Por Carlos Aguilera Rue
*Entre ratas, basura y escurrimientos de desechos se manipula la carne que llega la Central de abasto más importante del estado de Morelos.
*La carne es expuesta a temperaturas de entre 28 y 30 grados centígrados, durante más de 15 horas para su venta en los puestos de la nave principal.
*El producto cárnico llega en camionetas abiertas sin refrigeración y es manipulado sin control sanitario por cargadores.
El mercado más importante en el Estado de Morelos, ubicado en su capital Cuernavaca, en la zona centro sur de México, enfrenta una de sus peores crisis de operación y prestación de servicios. A 60 años de su puesta en operación, la central de abasto no cuenta con los procedimientos para la manipulación, almacenamiento y venta de carne, por lo que representa un grave riesgo para la salud de los consumidores, ya que el producto permanece en exhibición, y a temperaturas de entre 28 y 30 grados centígrados, por más de 15 horas.

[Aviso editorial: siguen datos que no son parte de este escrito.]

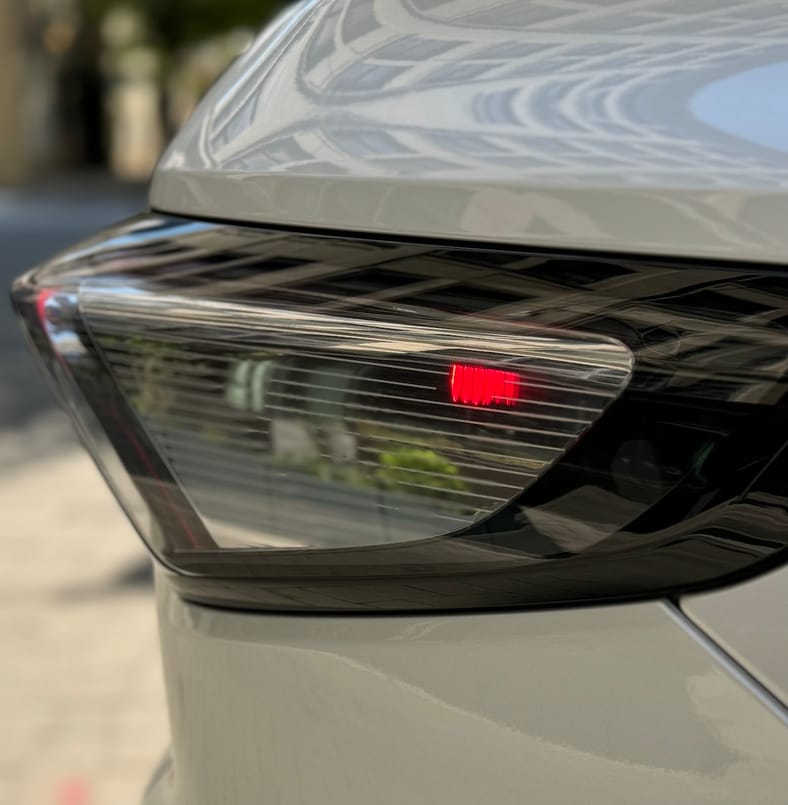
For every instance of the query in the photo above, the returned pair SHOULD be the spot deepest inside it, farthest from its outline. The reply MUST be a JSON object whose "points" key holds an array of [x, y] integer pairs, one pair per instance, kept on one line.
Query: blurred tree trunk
{"points": [[87, 95], [14, 155]]}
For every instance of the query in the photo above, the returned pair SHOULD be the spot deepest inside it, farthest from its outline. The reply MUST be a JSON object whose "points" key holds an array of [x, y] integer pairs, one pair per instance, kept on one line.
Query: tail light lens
{"points": [[309, 422]]}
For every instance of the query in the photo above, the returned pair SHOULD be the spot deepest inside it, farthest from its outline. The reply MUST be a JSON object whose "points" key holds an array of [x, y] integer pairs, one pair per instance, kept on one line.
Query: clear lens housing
{"points": [[315, 422], [291, 428]]}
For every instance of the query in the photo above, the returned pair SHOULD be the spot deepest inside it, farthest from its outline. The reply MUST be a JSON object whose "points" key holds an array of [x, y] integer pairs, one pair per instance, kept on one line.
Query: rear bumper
{"points": [[610, 704]]}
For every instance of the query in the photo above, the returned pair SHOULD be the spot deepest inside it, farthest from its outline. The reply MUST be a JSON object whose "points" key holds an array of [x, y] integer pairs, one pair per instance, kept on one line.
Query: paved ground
{"points": [[81, 701]]}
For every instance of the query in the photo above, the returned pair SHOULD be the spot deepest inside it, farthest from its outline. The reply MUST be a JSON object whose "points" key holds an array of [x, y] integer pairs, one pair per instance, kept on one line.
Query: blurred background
{"points": [[90, 92]]}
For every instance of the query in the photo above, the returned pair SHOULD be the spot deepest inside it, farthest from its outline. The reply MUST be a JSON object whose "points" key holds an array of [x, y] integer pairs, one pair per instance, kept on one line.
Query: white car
{"points": [[446, 381]]}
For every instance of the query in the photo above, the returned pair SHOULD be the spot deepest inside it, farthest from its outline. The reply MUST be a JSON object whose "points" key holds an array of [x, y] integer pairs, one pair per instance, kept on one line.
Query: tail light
{"points": [[299, 421]]}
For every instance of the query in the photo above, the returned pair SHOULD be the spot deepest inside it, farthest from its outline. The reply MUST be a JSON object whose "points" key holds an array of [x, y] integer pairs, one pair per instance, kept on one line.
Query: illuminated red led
{"points": [[480, 385]]}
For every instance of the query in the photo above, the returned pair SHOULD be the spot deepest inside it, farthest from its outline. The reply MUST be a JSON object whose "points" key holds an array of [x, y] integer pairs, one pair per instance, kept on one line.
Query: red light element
{"points": [[480, 385]]}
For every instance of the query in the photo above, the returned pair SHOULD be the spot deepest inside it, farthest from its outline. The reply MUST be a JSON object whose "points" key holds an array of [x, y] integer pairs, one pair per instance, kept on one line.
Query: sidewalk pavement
{"points": [[81, 701]]}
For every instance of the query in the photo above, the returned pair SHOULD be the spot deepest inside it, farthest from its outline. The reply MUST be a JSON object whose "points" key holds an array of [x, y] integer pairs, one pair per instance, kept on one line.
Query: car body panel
{"points": [[750, 621], [608, 704], [623, 126]]}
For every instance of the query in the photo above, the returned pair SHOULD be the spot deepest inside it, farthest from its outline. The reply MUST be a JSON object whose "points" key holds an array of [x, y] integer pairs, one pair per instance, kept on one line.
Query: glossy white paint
{"points": [[750, 621], [620, 125], [613, 705]]}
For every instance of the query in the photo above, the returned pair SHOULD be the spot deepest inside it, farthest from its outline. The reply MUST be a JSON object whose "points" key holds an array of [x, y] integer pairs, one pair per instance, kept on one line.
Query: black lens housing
{"points": [[678, 486]]}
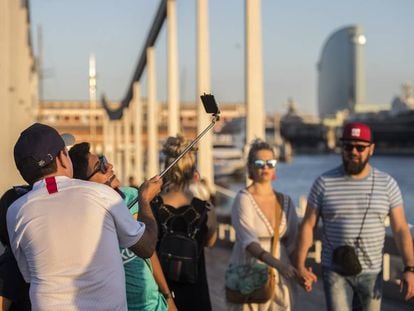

Enclavado en pleno centro del municipio de Cuernavaca, la central de abasto se muestra obsoleta e inoperante para dar servicio a los miles de consumidores que arriban desde temprana hora y desde diferentes puntos del estado de Morelos, así como de algunos estados circunvecinos a realizar compras.


En los estacionamientos de “carga y descarga”, arriban camionetas abiertas, sin cámaras refrigerantes, donde el producto es prácticamente “aventado” a carretillas que son ingresadas sin ningún control sanitario. Según un informe de la Administración Nacional de Medicamentos, Alimentos y Tecnología Médica (Anmat), si la carne perdió la cadena de frío y estuvo dos horas sin adecuada refrigeración, “es conveniente desecharla aunque conserve su color y olor, y el producto comienza a desarrollar una opacidad blanca a medida que la miosina, que es sensible al calor, se desnaturaliza, además de ocasionar crecimiento bacteriano como Salmonella, E. coli o C.
Entonces toda la carne que se vende en el mercado Adolfo López Mateos(ALM) está contaminada. Ahí se violentan todos los procedimientos de manejo higiénico de alimentos, distintivos y normas, además de que la central de abastos está repleta de ratas que recorren durante todo el día y principalmente por la noche los diferentes espacios de almacenamiento de áreas como abarrotes, lácteos, frutas y verduras.

En este sentido, durante un recorrido realizado de Columna Digital por el ALM, se constató que la carne, pollo y marisco, no cuenta con la refrigeración adecuada, inclusive pasan en exhibición más de 15 horas a temperaturas de entre 28 y 30 grados centígrados; sus refrigeradores, no tienen control de temperaturas, sus superficies no están constantemente sanitizadas y los vendedores no cuentan con el equipo para manipular el producto como un cubre bocas, cofia y guantes; Las rebanadoras se encuentran en mal estado mecánico y sucias, lo que genera la contaminación de este tan demandante alimento.